Given that Wall Street has turned the myths of Sherwood Forest upside down, the timing was perfect over the weekend for the seventh biennial meeting of the International Association for Robin Hood Studies at the University of Rochester.

The current Sheriff of Nottingham, Leon Unczur, who has cycled across the United States and in 2006 celebrated his civil union with his partner, Jonathan, was there for a live interview via Skype. Friday night featured a long-lost 1912 silent film, with actors gamboling through the New Jersey Palisades in the oldest surviving of perhaps 80 English-language Robin Hood movies and television productions. Saturday night featured what was billed as the 21st-century premiere of a new 35-millimeter tinted print of the landmark 1922 Douglas Fairbanks version, which was the first film with a million-dollar budget.

Some of the research papers were a tad academic (“The Slavic Robin Hood: Juraj Janosik”).
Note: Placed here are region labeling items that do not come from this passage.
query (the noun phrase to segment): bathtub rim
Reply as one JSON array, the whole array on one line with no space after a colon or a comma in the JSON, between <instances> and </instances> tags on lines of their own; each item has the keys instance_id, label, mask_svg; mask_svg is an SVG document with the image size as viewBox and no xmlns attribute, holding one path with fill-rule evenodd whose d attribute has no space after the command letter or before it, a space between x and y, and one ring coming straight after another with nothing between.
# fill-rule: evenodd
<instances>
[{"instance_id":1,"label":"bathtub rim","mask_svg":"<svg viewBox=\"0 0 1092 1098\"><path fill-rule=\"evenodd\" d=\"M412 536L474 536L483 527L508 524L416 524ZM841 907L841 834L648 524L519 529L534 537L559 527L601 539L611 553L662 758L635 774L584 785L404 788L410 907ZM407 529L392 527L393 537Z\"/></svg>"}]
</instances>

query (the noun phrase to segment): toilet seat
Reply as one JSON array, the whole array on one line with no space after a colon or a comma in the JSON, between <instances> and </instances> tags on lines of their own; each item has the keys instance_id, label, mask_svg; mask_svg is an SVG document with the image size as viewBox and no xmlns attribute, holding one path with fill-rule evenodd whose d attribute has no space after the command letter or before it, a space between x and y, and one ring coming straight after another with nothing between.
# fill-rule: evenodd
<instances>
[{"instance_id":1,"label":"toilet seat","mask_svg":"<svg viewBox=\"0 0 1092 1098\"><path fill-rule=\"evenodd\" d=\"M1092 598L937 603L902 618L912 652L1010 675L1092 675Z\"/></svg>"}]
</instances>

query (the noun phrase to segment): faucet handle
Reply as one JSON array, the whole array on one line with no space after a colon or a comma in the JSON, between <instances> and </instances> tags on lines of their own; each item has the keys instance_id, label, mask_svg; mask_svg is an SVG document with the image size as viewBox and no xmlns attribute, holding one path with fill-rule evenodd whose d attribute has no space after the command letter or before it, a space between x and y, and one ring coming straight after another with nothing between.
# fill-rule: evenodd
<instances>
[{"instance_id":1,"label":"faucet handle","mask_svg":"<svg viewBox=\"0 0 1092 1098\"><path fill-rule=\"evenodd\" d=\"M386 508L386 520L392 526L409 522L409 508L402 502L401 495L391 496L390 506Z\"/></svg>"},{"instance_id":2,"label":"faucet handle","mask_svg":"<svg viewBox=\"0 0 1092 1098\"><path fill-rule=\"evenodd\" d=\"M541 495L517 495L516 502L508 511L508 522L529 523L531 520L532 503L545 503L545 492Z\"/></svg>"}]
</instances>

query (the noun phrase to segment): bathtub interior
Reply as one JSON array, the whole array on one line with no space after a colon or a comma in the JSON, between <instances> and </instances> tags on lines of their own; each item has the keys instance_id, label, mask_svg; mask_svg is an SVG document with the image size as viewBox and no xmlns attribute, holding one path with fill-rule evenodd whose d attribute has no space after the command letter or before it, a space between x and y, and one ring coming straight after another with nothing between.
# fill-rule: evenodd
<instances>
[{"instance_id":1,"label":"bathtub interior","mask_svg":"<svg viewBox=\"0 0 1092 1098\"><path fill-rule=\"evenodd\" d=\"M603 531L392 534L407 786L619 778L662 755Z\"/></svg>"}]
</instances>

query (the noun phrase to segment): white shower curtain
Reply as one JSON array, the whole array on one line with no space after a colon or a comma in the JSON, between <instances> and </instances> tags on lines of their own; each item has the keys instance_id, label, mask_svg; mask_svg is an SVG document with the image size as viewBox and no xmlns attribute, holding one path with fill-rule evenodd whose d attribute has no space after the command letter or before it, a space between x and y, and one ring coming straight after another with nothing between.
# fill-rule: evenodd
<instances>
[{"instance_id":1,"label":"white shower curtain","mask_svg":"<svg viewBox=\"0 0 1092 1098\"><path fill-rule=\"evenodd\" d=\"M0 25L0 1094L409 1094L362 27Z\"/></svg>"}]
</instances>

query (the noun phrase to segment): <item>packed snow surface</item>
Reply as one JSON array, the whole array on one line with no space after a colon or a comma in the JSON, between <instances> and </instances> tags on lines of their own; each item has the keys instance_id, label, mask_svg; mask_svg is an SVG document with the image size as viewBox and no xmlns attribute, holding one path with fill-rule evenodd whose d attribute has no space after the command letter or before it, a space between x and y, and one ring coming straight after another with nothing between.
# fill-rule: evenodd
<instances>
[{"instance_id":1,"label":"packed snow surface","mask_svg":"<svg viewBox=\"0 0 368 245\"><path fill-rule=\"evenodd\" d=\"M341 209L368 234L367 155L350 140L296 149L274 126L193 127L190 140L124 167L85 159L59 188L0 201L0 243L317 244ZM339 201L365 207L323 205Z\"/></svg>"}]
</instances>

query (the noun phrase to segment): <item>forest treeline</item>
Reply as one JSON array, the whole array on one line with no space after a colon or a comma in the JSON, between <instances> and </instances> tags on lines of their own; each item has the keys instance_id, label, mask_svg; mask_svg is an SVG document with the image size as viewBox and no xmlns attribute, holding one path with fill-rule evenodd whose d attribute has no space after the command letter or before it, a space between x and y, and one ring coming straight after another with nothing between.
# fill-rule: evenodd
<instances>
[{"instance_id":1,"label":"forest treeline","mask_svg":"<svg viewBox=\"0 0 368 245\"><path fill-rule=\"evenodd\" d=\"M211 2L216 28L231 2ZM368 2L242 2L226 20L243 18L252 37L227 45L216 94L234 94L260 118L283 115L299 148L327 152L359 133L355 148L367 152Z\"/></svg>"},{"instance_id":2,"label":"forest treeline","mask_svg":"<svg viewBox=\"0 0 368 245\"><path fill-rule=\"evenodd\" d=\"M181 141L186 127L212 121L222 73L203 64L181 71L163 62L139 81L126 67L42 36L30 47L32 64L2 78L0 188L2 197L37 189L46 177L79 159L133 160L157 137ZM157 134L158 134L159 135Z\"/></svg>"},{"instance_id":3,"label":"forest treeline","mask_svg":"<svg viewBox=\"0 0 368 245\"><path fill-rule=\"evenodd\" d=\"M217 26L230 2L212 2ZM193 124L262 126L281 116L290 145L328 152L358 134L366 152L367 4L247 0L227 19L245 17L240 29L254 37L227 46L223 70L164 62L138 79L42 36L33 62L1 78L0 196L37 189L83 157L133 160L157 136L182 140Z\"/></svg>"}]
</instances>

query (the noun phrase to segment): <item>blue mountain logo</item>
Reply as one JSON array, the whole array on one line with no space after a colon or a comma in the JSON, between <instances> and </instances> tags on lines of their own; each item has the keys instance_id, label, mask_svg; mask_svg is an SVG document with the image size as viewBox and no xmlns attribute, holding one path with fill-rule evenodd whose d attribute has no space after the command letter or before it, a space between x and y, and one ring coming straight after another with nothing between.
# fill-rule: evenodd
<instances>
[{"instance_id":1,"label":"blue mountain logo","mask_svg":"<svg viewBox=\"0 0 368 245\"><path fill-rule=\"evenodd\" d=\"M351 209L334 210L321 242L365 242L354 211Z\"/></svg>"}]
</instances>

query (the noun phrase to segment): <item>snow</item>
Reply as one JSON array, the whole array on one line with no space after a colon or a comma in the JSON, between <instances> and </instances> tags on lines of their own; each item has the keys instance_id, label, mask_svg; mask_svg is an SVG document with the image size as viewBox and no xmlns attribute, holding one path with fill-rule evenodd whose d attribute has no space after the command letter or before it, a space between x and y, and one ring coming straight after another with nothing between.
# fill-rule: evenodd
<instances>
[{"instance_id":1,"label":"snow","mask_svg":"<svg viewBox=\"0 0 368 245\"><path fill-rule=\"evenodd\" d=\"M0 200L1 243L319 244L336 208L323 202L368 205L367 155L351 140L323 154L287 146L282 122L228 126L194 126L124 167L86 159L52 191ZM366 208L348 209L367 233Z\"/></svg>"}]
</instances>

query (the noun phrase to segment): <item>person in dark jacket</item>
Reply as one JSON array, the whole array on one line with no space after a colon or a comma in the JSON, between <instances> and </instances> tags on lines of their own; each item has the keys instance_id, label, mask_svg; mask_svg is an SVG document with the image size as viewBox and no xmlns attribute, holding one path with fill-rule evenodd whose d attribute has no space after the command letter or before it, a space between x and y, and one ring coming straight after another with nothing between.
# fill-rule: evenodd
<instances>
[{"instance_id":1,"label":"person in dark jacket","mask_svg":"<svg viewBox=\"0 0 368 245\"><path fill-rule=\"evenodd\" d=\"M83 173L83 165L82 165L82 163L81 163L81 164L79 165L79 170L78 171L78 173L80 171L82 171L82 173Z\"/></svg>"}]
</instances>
But reflecting the conference theme, “Robin Hood: Media Creature,” most of it was amazingly contemporary for a guy who may never have existed but has been around for more than 700 years nonetheless. Topics included: “African-American Traditions and the Robin Hood Ballads,” “Robin Hood for the PlayStation Generation, or Every Age Gets the Robin Hood It Deserves,” and, lest we forget Joe the Plumber, Marcus A. J. Smith’s “Robin Hood and the 2008 Presidential Election.”